A lawsuit filed by the state of Virginia against ObamaCare cleared its first legal hurdle Monday when a federal judge turned down a move to have it thrown out.

Virginia Attorney General Ken Cuccinelli argues in the lawsuit that Congress doesn't have the authority to require citizens to buy health insurance or pay a penalty.

"Unquestionably, this regulation radically changes the landscape of health insurance coverage in America," wrote U.S. District Judge Henry Hudson in his 32-page decision.

The Virginia General Assembly passed legislation this year exempting state residents from the federal coverage mandate. Judge Hudson found the attorney general had a right to defend that state law.

More than a dozen other state attorneys general have filed a separate lawsuit in Florida challenging the federal law, but Virginia's lawsuit is the first to go before a judge.

Judge Hudson said the case raises a host of legitimate constitutional issues, including whether Congress has the right under the Commerce Clause to regulate and tax a person's decision not to participate in interstate commerce.

Federal lawyers argue the insurance mandate is needed because uninsured Americans are shifting $43 billion a year in health care costs to others.

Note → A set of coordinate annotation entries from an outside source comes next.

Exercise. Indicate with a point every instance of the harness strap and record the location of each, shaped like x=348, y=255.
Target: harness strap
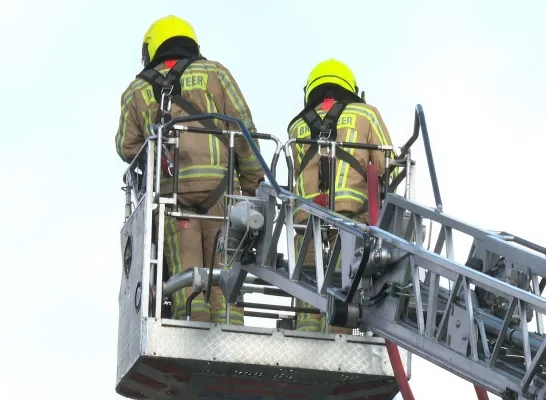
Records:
x=172, y=87
x=327, y=128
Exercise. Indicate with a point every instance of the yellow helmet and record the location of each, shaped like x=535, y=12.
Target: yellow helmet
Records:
x=162, y=30
x=330, y=71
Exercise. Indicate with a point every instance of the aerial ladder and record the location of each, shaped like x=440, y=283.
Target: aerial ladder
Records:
x=388, y=289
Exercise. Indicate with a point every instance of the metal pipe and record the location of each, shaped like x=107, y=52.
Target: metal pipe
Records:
x=185, y=279
x=176, y=163
x=231, y=161
x=419, y=113
x=332, y=178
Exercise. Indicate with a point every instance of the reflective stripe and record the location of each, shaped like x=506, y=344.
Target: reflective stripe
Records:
x=343, y=169
x=237, y=101
x=249, y=163
x=200, y=171
x=125, y=106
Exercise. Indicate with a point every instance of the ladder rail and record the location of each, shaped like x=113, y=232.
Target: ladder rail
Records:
x=389, y=251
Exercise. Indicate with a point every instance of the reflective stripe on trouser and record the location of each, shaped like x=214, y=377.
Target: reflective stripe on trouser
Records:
x=188, y=244
x=316, y=322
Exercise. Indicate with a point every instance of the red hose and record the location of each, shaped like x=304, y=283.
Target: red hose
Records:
x=392, y=349
x=481, y=393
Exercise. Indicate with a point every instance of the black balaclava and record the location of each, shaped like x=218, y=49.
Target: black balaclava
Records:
x=175, y=48
x=329, y=90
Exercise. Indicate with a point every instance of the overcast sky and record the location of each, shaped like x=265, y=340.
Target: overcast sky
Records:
x=476, y=67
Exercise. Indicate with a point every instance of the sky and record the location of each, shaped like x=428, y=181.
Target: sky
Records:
x=476, y=67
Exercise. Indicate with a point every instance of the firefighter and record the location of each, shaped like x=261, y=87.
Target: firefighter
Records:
x=170, y=49
x=333, y=109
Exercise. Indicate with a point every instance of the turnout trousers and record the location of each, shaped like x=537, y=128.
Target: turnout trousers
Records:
x=189, y=244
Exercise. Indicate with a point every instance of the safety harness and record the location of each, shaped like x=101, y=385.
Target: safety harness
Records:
x=326, y=129
x=169, y=86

There are two answers to this claim.

First, constitutional rights are individual rights, they cannot be overruled by perceived collective "needs."

But second: How are the deadbeats "shifting" these costs? Costs can only be "shifted" if an outside force -- in this case, armed government -- requires that a service be provided for free, leaving the provider to make up his loss by increasing charges to customers who actually pay their bills.

Can you eat a restaurant meal and leave without paying, trusting the government will force the proprietor to shift the cost to other diners? That would be a recipe for eventually destroying the restaurant industry, wouldn't it?

The problem starts when the government destroys the property right which medical care providers have in their own services.

Virginia is correct to challenge the underlying assumptions of socialized medicine, which has become a vicious and bloodstained tyranny of rationing and false promises wherever it's been tried.

Monday's preliminary ruling was only the first round. But it went to the good guys.